According to Reuters, oil prices are likely to be constrained near $70 a barrel in 2025 as weak demand from China and rising global supplies are expected to cast a shadow on OPEC+-led efforts to shore up the market, a Reuters monthly poll showed on Tuesday.

A weaker demand outlook in China in particular forced both the Organization of Petroleum Exporting Countries (OPEC) and the International Energy Agency (IEA) to cut their oil demand growth expectations for 2024 and 2025.

With non-OPEC supply also set to rise, the IEA sees the oil market going into 2025 in a state of surplus, even after OPEC and its allies delayed their plan to start raising output until April 2025 against a backdrop of falling prices.

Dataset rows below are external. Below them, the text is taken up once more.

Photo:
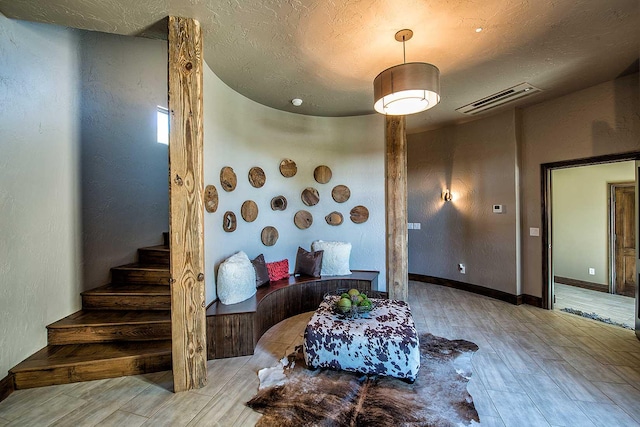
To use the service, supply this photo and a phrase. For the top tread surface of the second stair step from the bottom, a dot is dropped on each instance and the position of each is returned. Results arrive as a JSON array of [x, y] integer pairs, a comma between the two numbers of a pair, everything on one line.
[[111, 318]]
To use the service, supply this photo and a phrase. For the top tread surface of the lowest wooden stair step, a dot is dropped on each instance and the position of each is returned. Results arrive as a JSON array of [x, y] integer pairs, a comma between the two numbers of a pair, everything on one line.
[[61, 356]]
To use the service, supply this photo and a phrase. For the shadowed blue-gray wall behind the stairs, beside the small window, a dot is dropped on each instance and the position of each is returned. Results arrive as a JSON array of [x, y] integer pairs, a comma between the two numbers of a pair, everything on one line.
[[125, 193]]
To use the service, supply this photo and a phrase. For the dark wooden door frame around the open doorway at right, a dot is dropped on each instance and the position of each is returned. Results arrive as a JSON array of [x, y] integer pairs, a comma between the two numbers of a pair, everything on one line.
[[545, 177]]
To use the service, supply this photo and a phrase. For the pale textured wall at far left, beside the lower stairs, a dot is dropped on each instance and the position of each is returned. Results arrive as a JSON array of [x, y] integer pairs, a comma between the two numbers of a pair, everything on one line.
[[39, 184]]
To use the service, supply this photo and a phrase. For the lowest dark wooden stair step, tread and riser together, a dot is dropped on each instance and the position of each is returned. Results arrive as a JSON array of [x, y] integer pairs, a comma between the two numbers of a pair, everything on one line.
[[63, 364]]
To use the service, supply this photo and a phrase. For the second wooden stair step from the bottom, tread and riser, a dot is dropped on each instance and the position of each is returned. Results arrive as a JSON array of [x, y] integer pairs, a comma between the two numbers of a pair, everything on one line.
[[88, 326]]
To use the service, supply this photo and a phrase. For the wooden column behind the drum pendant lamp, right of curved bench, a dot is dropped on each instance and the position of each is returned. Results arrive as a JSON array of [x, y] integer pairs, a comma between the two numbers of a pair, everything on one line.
[[396, 203]]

Investors will also be watching the Federal Reserve's rate cut outlook for 2025 after central bank policymakers earlier this month projected a slower path due to stubbornly high inflation.

Lower interest rates generally incentivise borrowing and fuel growth, which in turn is expected to boost oil demand.

Markets are also gearing up for US President-elect Donald Trump's policies around looser regulation, tax cuts, tariff hikes and tighter immigration, as well as potential geopolitical shifts from Trump's calls for an immediate ceasefire in the Russia-Ukraine war, as well as the possible re-imposition of the so-called "maximum pressure" policy towards Iran.

Prices were supported on Tuesday by data showing China's manufacturing activity expanded for a third straight month in December but at a slower pace, suggesting a blitz of fresh stimulus is helping to support the world's second-largest economy.

However, that was balanced out by potential for higher supply next year, as Nigeria said it is targeting national production of 3 million barrels per day (bpd) next year, up from its current level of around 1.8 million bpd.